It’s an idea that’s taking hold across the nation, said Michael Farrell in The Christian Science Monitor. A new poll shows that 52 percent of American voters would support “legalizing, taxing, and regulating marijuana use.” But that doesn’t mean it’s about to happen. Legalizing drugs is still a hot-button issue, and few politicians are willing to champion the right to smoke pot. Besides, the social impact of legalizing marijuana is hard to predict, said the San Francisco Chronicle in an editorial. Advocates like to say pot is “no worse than alcohol,” but millions of people’s lives are already ravaged by alcohol abuse. What if pot stores on every corner lead to even more widespread use of the drug, especially among teens, and we wind up with a state full of stoners? Legalization may have its merits, but for now, “count us among the skeptics.”

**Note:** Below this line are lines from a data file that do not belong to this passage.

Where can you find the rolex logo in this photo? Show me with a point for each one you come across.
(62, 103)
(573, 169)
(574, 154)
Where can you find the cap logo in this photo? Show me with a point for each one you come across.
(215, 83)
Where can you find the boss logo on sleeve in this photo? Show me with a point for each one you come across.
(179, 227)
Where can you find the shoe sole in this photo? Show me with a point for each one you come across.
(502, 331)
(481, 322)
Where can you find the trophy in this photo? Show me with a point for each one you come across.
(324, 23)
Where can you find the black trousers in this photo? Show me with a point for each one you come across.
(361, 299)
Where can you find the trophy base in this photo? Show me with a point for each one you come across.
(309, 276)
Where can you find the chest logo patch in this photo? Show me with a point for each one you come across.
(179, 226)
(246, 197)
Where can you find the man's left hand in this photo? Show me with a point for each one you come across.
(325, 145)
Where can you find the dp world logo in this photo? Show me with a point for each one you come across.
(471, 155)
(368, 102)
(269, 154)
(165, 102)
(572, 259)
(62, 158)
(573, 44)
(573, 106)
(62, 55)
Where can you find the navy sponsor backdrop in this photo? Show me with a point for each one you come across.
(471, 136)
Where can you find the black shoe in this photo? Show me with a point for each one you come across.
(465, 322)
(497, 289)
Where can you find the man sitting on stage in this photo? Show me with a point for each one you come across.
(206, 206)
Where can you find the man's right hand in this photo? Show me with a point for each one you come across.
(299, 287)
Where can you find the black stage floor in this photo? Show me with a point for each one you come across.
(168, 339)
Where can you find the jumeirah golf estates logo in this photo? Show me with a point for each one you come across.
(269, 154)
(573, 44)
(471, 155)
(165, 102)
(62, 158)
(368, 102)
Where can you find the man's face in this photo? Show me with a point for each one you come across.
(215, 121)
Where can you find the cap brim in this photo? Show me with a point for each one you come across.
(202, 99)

“Gov. Schwarzenegger is right,” said The Sacramento Bee. “And he’s wrong.” With a recent poll showing 56 percent of Californians now in favor of legalizing marijuana, it’s only proper that he show some leadership on the issue. But he’s wrong to present it as a simple matter of budget economics. The real debate is about “the demonstrable failure of the nation’s drug laws,” and whether it makes sense to legalize and regulate drugs, rather than trying—and failing—to ban them. Actually, the real issue is freedom, said Ethan Nadelman, founder of the Drug Policy Alliance, in CBSnews.com. Millions of people like me smoke marijuana, which doesn’t make us violent and is “addictive” only in the loosest use of that term. Why is the government spending billions of dollars to stop us? “Enough is enough.”